Task<string>[] tasks = uris.Select(DownloadStringAsync).ToArray();
Note that you must call the ToArray extension method in order for the tasks to start running. This is to get around deferred execution. You don't have to call ToArray, but you must call something which will enumerate through the entire list and cause the tasks to start running.
Once you have these Task<string> instances, you can wait on them all to complete by calling the ContinueWhenAll<TAntecedentResult> method on the TaskFactory class, like so:
Task.Factory.ContinueWhenAll(tasks, a => { }).Wait();
When this is done, you can cycle through the tasks array and look at the Exception and/or Result properties to check to see what the exception or result was.

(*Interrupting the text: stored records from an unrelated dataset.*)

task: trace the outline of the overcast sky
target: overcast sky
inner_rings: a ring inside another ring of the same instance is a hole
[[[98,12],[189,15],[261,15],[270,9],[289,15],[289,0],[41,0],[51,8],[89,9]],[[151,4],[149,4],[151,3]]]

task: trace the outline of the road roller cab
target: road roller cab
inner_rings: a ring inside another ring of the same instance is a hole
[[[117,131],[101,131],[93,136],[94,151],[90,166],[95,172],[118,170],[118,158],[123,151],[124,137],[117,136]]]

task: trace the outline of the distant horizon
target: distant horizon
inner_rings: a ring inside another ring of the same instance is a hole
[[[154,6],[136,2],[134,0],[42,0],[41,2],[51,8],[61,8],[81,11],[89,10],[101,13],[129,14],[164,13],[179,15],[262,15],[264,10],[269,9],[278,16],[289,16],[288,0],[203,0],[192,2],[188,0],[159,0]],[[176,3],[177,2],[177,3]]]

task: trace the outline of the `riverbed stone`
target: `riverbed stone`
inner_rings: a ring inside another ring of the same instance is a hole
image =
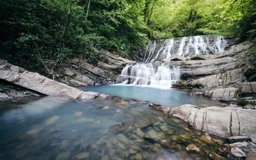
[[[134,150],[132,148],[130,148],[130,150],[129,150],[129,154],[136,154],[138,152],[136,150]]]
[[[69,152],[63,152],[58,155],[56,160],[68,160],[70,153]]]
[[[136,128],[142,129],[152,124],[152,122],[149,119],[145,119],[143,120],[137,120],[135,122],[134,125]]]
[[[105,155],[101,158],[101,160],[109,160],[109,157],[108,155]]]
[[[248,136],[239,136],[228,137],[227,138],[227,141],[228,143],[233,143],[236,142],[252,141],[252,139]]]
[[[161,141],[161,138],[158,136],[158,132],[154,129],[151,129],[146,133],[144,135],[143,138],[152,142],[159,143]]]
[[[237,147],[231,148],[231,154],[237,157],[244,157],[246,155]]]
[[[167,131],[168,129],[166,125],[162,125],[160,127],[160,129],[162,129],[164,132]]]
[[[256,160],[256,151],[251,151],[247,155],[246,160]]]
[[[256,124],[252,123],[256,121],[254,109],[232,107],[199,108],[186,104],[172,108],[170,116],[182,119],[196,129],[219,136],[242,134],[256,141]]]
[[[199,153],[200,151],[200,148],[194,144],[189,145],[187,147],[186,147],[186,149],[188,152],[193,152],[196,153]]]
[[[138,136],[140,138],[143,138],[144,136],[144,132],[140,129],[136,129],[136,132]]]
[[[64,140],[62,141],[61,145],[60,145],[61,150],[66,150],[67,149],[69,145],[69,142],[68,140]]]
[[[136,160],[142,160],[143,158],[143,157],[142,156],[142,155],[140,153],[138,153],[135,156]]]

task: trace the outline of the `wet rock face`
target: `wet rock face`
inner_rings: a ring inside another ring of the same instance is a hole
[[[67,95],[73,99],[92,99],[100,94],[83,92],[51,80],[38,73],[28,72],[0,60],[0,79],[47,95]]]
[[[170,116],[184,120],[196,129],[220,136],[247,135],[256,141],[256,111],[234,108],[198,108],[183,105],[172,108]],[[250,117],[248,118],[248,117]]]

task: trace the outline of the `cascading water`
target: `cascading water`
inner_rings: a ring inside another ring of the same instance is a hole
[[[163,61],[174,54],[189,57],[195,54],[210,54],[223,52],[227,41],[221,36],[195,36],[180,38],[171,38],[164,41],[159,49],[156,49],[156,41],[148,45],[144,56],[145,63]],[[156,52],[157,51],[157,52]],[[153,56],[156,55],[155,57]]]
[[[127,65],[121,76],[129,77],[132,84],[170,88],[180,79],[180,72],[179,66],[149,63]],[[129,80],[123,84],[127,84]]]
[[[160,42],[157,42],[160,43]],[[179,66],[154,63],[172,58],[174,54],[190,57],[195,54],[223,52],[227,41],[221,36],[195,36],[166,40],[159,45],[156,41],[148,45],[141,58],[144,63],[127,65],[122,71],[124,84],[147,85],[170,88],[180,79]],[[157,47],[157,45],[159,46]]]

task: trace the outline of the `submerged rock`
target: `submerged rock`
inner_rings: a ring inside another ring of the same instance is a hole
[[[53,116],[45,121],[45,125],[49,125],[54,124],[60,118],[59,116]]]
[[[246,155],[237,147],[231,148],[231,154],[238,157],[244,157]]]
[[[160,143],[161,141],[161,138],[158,136],[158,132],[154,129],[151,129],[146,133],[144,135],[143,138],[152,142]]]
[[[227,138],[227,141],[228,143],[233,143],[236,142],[243,142],[243,141],[252,141],[252,139],[248,136],[232,136]]]
[[[69,152],[61,153],[58,155],[56,160],[68,160],[70,156],[70,153]]]
[[[187,147],[186,147],[186,149],[188,152],[194,152],[196,153],[199,153],[200,151],[200,148],[194,144],[189,145]]]
[[[256,160],[256,151],[250,152],[245,159],[246,160]]]
[[[145,135],[144,132],[140,129],[136,129],[136,132],[140,138],[143,138]]]
[[[149,119],[136,121],[134,125],[136,128],[142,129],[152,124]]]

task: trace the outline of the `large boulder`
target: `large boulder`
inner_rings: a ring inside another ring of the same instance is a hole
[[[0,79],[47,95],[66,95],[73,99],[92,99],[100,95],[93,92],[83,92],[1,60],[0,72]]]
[[[205,93],[205,96],[209,98],[236,98],[238,89],[230,87],[227,88],[216,88]]]
[[[248,136],[256,141],[256,111],[232,107],[199,108],[185,104],[172,108],[170,116],[180,118],[197,129],[219,136]]]

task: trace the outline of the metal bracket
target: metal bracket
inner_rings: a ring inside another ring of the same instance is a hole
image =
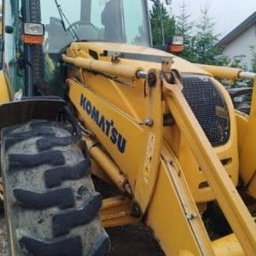
[[[133,203],[124,196],[104,199],[101,209],[101,218],[105,228],[136,224],[140,218],[133,218]]]

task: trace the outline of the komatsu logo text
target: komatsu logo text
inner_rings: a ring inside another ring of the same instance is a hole
[[[119,151],[124,153],[125,151],[126,140],[116,129],[113,121],[101,114],[100,111],[83,95],[81,95],[80,105],[92,120],[102,129],[111,143],[117,146]]]

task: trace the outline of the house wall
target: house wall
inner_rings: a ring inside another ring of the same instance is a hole
[[[241,59],[242,64],[246,65],[247,70],[250,70],[252,67],[250,46],[254,46],[256,50],[256,24],[227,44],[223,50],[223,55],[231,58],[244,56]]]

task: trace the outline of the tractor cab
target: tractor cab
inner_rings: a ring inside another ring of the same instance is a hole
[[[14,98],[61,96],[61,55],[72,42],[151,44],[147,1],[6,0],[3,6],[3,67]],[[24,40],[26,23],[42,24],[44,39]]]

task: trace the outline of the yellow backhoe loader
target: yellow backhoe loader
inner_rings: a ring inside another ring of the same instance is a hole
[[[3,0],[10,255],[108,255],[104,228],[140,221],[166,255],[256,255],[256,76],[151,48],[148,8]],[[253,79],[249,115],[217,78]]]

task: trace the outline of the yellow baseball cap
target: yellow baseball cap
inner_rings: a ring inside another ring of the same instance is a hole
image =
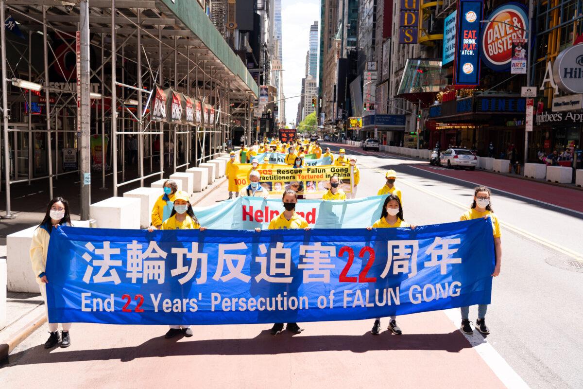
[[[174,194],[174,201],[176,200],[184,200],[185,201],[190,201],[190,196],[188,194],[184,191],[177,191],[175,194]]]

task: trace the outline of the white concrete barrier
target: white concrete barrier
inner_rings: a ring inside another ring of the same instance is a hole
[[[573,169],[567,166],[547,166],[546,180],[559,184],[570,184]]]
[[[140,226],[146,227],[152,223],[152,210],[158,198],[164,194],[159,188],[136,188],[124,194],[124,197],[140,199]]]
[[[209,170],[203,167],[189,167],[187,173],[192,176],[192,191],[202,192],[209,184]]]
[[[170,178],[168,178],[168,180]],[[154,181],[153,183],[150,184],[150,188],[160,188],[160,194],[164,192],[163,190],[161,188],[164,187],[164,183],[166,182],[167,178],[164,178],[163,180],[159,180],[157,181]],[[176,185],[178,187],[178,190],[181,191],[182,189],[182,181],[178,181],[176,182]]]
[[[575,184],[578,187],[583,187],[583,169],[578,169],[575,174]]]
[[[198,167],[206,169],[208,170],[208,173],[209,180],[208,183],[209,185],[210,185],[215,182],[215,176],[216,175],[216,173],[215,171],[216,166],[214,163],[208,163],[206,162],[204,163],[199,163],[198,164]]]
[[[72,223],[75,227],[89,226],[88,220],[73,220]],[[6,237],[6,287],[10,292],[40,293],[30,262],[30,244],[37,227],[33,226]],[[1,273],[0,269],[0,277]]]
[[[508,159],[494,159],[492,163],[492,170],[500,173],[508,173],[510,171],[510,160]]]
[[[480,167],[484,170],[492,170],[494,169],[494,158],[490,157],[482,157],[480,159]]]
[[[214,163],[216,167],[215,169],[215,178],[220,178],[224,176],[225,169],[227,168],[227,163],[219,159],[211,159],[209,163]]]
[[[8,324],[6,315],[6,288],[8,279],[6,258],[0,258],[0,330],[5,327]]]
[[[140,227],[140,199],[110,197],[89,206],[89,214],[99,228]]]
[[[544,180],[546,177],[546,166],[543,163],[525,163],[524,176],[537,180]]]
[[[192,192],[192,175],[187,173],[177,172],[170,174],[170,180],[182,182],[182,190],[189,195]]]

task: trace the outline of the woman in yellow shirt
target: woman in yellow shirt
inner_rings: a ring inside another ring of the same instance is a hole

If you are updating a user interface, then you should look at intercepting the call to Enumerable.Select, namely, you should call the ContinueWith<TNewResult> method on the Task<TResult> to perform an operation when that download is complete, like so:
// The tasks.
Task<string>[] tasks = uris.
Select(DownloadStringAsync).
// Select receives a Task<T> here, continue that.
Select(t => t.ContinueWith(t2 => {
// Do something here:
// - increment a count
// - fire an event
// - update the UI
// Note that you have to take care of synchronization here, so
// make sure to synchronize access to a count, or serialize calls
// to the UI thread appropriately with a SynchronizationContext.
...
// Return the result, this ensures that you'll have a Task<string>
// waiting.
return t2;
})).
ToArray();
This will allow you to update things as they happen. Note that in the above case, if you call Select again, you might want to check the state of t2 and fire some other events, depending on what you want your error handling mechanism to be.